Brussel – In 1928 besliste de Belgische overheid dat er een snellere en efficiëntere verbinding nodig was tussen de Maas en de Schelde. Zo wilden ze het vervoer van grondstoffen, water en goederen een stevige duw te geven. Tot die tijd moesten binnenschippers via de Kempische kanalen varen. Dat was een doortocht met kleine boten die die tot 12 dagen kon duren, onder andere door de vele smalle sluizen.
497 woorden – 3 minuten
Slagader van Belgie.
12 840 arbeiders werkten negen jaar lang aan het kanaal, dat de naam kreeg van Koning Albert I. Dankzij het Albertkanaal werd de reistijd voor binnenschippers teruggebracht van 12 dagen naar 14 uur. Het kanaal is 129 kilometer en heeft alleen in Wijnegem, Genk, Diepenbeek, Hasselt, Kwaadmechelen en Olen sluizen die gezamenlijk het hoogteverschil van 56 meter opvangen. Elk sluizencomplex bestaat uit drie sluizen. Zo kan men altijd blijven doorvaren.
Een opening in mineur
In 1939 ging het Albertkanaal officieel open. Helaas brak een jaar later de Tweede Wereldoorlog uit waardoor het kanaal nog weinig gebruikt kon worden. Na de oorlog kwam daar echter snel verandering in en speelde het kanaal een belangrijke rol bij de economische heropleving van België en langs het kanaal ontstonden diverse industriële hotspots.
Vandaag: een motor voor industrie
Het Albertkanaal verbindt Antwerpen rechtstreeks met Luik en doorkruist industriële hotspots zoals Genk, Beringen, Tessenderlo, Geel, Herentals en Grobbendonk. Voor de haven van Antwerpen vormt het kanaal dé toegangspoort naar het hinterland: goederen kunnen snel, goedkoop en duurzaam naar het Ruhrgebied en verder worden vervoerd. Vandaag de dag vervoert het kanaal ruim 40 miljoen ton goederen per jaar en haalt het jaarlijks zo’n 2 miljoen vrachtwagens van de weg.
Containervaart
De aansluiting op de E313 en de terminals langs het kanaal maken van deze waterweg de logistieke verkeersader van Belgie.
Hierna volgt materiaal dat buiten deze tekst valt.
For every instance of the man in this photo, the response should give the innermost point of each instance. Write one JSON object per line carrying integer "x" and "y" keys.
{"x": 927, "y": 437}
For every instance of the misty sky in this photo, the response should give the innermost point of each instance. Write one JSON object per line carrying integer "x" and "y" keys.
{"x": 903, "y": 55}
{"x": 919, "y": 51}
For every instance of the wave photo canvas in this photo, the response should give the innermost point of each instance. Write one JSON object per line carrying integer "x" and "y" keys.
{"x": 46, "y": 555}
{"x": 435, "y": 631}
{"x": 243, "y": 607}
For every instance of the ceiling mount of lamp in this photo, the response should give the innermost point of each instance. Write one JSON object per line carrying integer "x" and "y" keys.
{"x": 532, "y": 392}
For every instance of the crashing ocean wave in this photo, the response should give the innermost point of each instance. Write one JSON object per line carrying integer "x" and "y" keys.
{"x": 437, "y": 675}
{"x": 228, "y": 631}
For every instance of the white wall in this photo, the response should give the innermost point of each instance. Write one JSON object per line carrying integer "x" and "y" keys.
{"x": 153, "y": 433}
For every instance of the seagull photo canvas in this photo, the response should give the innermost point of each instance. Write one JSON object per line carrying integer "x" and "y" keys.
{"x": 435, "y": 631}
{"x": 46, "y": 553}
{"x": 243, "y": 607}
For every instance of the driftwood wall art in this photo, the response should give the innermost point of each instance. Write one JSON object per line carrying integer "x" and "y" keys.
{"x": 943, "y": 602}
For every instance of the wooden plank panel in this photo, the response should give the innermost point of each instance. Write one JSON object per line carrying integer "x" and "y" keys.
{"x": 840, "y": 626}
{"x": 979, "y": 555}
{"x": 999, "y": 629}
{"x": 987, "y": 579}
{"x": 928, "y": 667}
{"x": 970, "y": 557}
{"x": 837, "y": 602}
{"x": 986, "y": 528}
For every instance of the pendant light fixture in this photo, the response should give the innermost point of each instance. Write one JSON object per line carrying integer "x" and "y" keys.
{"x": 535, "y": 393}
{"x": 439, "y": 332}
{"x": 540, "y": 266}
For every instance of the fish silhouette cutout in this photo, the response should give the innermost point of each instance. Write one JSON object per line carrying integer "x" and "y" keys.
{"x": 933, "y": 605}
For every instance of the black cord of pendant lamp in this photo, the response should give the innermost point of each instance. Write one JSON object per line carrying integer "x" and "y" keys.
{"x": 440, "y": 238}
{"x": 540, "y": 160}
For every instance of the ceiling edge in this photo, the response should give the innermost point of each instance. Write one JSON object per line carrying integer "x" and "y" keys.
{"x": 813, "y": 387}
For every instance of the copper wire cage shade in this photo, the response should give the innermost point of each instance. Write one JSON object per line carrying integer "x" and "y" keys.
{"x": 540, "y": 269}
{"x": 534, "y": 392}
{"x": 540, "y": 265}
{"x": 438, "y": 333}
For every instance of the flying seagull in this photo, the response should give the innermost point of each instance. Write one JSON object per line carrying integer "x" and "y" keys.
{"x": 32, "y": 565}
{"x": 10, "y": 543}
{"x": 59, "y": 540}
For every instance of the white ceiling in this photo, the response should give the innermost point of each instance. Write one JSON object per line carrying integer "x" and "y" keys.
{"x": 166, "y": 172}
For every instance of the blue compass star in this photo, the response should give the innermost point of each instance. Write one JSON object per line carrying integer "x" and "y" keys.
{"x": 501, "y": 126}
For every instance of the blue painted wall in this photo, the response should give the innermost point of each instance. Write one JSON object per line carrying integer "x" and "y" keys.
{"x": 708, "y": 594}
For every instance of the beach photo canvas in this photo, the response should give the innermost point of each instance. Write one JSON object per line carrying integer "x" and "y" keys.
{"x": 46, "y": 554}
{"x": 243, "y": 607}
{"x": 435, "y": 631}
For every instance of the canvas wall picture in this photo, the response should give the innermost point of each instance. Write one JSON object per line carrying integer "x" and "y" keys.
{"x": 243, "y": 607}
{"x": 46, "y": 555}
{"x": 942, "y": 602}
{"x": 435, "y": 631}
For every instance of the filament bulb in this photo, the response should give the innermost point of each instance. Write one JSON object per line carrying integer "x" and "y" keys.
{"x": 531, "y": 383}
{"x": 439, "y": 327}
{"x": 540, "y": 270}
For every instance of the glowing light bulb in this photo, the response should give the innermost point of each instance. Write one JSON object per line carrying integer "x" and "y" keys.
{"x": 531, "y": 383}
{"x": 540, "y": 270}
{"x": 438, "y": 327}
De afgelopen jaren werden ook alle bruggen over het kanaal verhoogt tot 9,10 meter waardoor schepen nu met wel vier lagen containers veilig door het kanaal kunnen varen. In 2024 werden zo’n een half miljoen containers vervoert over het Albertkanaal. De verwachting is dat dit de komende jaren flink zal stijgen.
Een bron van water én energie
Het Albertkanaal is naast een verkeersader oon een levensader voor miljoenen Vlaamse gezinnen daar . 40% van hen water drinkt dat uiteindelijk uit het kanaal komt. Jaarlijks gaat het om 156 miljoen kubieke meter water. Via onder andere Oelegem maakt Water-link er drinkwater van voor de regio rond Antwerpen. Het kanaal levert ook water aan industrie en andere kanalen, en voedde jarenlang bijvoorbeeld de elektriciteitscentrale van Langerlo. Het water komt hoofdzakelijk uit de Maas via Luik en Maastricht.
Bij langdurige droogte, wanneer het waterniveau in de Maas daalt, wordt water vanuit de Antwerpse dokken teruggepompt via grote pompinstallaties aan de sluizencomplexen. Bij een wateroverschot draaien die installaties om stroom op te wekken: goed voor de werking van de sluizen én nog eens drie miljoen kWh groene energie. Dat is het verbruik van ongeveer duizend gezinnen. Die combinatie van pompsysteem en waterkrachtcentrale is uniek.